Because whitepapers are long-form in nature, an outline can help organize your thoughts. Consider sketching out your topic in the following format:
Introduction and Synopsis – Introducing the topic of the whitepaper, explaining why it’s important (from the standpoint of the audience), and what the whitepaper sets to do, convey, or solve.
Overview – Defining some some of the key terms you intend to use, detailing the variables or parameters involved, and summarizing what you’ll discuss.
Body – Laying out all the key points and highlights you’ll hit.
Conclusion – Explaining the key take-aways from the body and any action items the reader should take.
4. Put pen to paper and flesh out your outline.
Using an informational and fact-based tone, begin expanding on the ideas you have by using the outline as a guide. In addition, each paragraph should contribute to the overall goal of the piece.

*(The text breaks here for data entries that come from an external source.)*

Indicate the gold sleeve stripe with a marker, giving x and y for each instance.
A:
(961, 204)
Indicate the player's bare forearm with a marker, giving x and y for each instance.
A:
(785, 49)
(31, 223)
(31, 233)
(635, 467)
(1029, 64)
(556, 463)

5. Use imagery to support your points.
Because whitepapers go deep on research and analysis, visuals such as charts, graphs, and tables can help you present information in a visually interesting way and make the paper easier to read.
6. Get feedback.
It’s critical to present the best write-up you can for your readers. The higher quality it is, the more authority you’ll have in your audience’s eyes. Get feedback from someone you trust to catch typos or other issues with readability.
7. Invest in the formatting and design.
While it’s not necessary to get too flashy with it, color, layout, and imagery goes a long way to make your whitepaper appealing.
To provide even more inspiration, here are modern examples of whitepapers that are emblematic of great whitepaper execution (and why):
1. Not Another State of Marketing Report, HubSpot
HubSpot does an amazing job every year compiling data from experts and partners to convey modern trends in the marketing landscape. This is useful for marketers because they can use the statistics to create marketing and sales content as well as learn from the macro shifts that are happening in the industry. The whitepaper presents this information with attractive graphs and short editorial summaries along with links to more in-depth articles on each topic.
2. It’s Not You, It’s My Data, Custora
Custora created this whitepaper about customer churn, why it’s important, and how to prevent it. What makes this ebook great is that it promises concrete value to the reader (revenue savings from preventing attrition) backed by a wealth of data and actionable advice. Even better, the whitepaper is modern and attractive, so the reading experience is pleasant. This helps the reader consume the long-form content without friction.
3. Google Cloud’s AI Adoption Framework, Google
This whitepaper leverages Google’s authority to persuade the reader into adopting AI. By providing a methodology in the beginning, Google aims to give the reader the tools to think through the power of AI as it can be applied to their business. Then, the whitepaper dives into more technical information for advanced readers.
4. Employees and Cybersecurity, Excedeo
Excedo aims to educate about the security risks that employees may unknowingly pose to businesses when improperly trained. The whitepaper advocates about the types of internal IT policies and training that are essential in today’s world.
Whitepapers have a long history, and their uses have continued to change. Be sure to decide whether or not a whitepaper will actually serve your audience before spending the months-long process to produce it. Sometimes, an ebook will do just fine. On the other hand, long-form educational content has a place in your content strategy.